“Parece una ley: todo lo que se pudre forma una familia”
Hace algún tiempo, Fabián Casas, poeta y ensayista argentino.
Dos mazazos, dos Waterloo en 55 días.
En medio de una pandemia sin precedentes, entre septiembre y noviembre de 2020 Argentina perdió a dos de sus más grandes artistas: Diego Armando Maradona y Joaquín Salvador Lavado, Quino.

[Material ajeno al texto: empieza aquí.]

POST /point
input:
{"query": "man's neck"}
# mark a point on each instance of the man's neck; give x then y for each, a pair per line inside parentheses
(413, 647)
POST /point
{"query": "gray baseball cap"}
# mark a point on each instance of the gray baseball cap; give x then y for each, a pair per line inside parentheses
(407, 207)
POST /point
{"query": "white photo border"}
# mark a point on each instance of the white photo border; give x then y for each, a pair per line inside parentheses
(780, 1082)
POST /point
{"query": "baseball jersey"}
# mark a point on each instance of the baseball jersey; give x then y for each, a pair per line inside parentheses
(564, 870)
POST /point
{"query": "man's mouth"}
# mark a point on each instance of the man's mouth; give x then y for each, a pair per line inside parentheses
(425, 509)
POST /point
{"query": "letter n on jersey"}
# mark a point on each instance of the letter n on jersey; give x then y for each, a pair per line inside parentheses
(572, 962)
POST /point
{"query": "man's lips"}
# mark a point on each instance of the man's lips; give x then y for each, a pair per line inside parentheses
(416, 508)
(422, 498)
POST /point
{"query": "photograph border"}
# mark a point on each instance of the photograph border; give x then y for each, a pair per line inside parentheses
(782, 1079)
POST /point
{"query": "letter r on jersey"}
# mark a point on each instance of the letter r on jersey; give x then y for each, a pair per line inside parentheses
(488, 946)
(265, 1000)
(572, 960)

Si bien las muertes hundieron en la tristeza a cientos de miles de personas en todo el globo, es innegable que hay una dimensión de ellas, acaso un pliegue importante de la enorme superficie de esa pérdida, que le pertenece únicamente a los argentinos, no sólo porque nacieron aquí, sino por la relación recíproca que ambos urdieron con su tierra y con su tiempo. Uno desde el humor y el otro desde el deporte supieron alcanzar mucho más que la cúspide de sus actividades: amados y celebrados, se convirtieron en símbolos socioculturales, sintonizaron con la época y fueron universales pero inextricablemente argentinos.
Ese escalafón del dolor, un dolor agónico y federal, aplastante y masivo, un dolor que, por si fuera poco, se suma al desasosiego que provoca la covid-19, se nutre y se ampara en una melancolía tan profunda como insondable; es un tipo de congoja por cuyas cavidades circula una especie de muda orfandad: la certeza de que hay algo que se extingue, el gemido de un cuerpo que se quiebra por dentro.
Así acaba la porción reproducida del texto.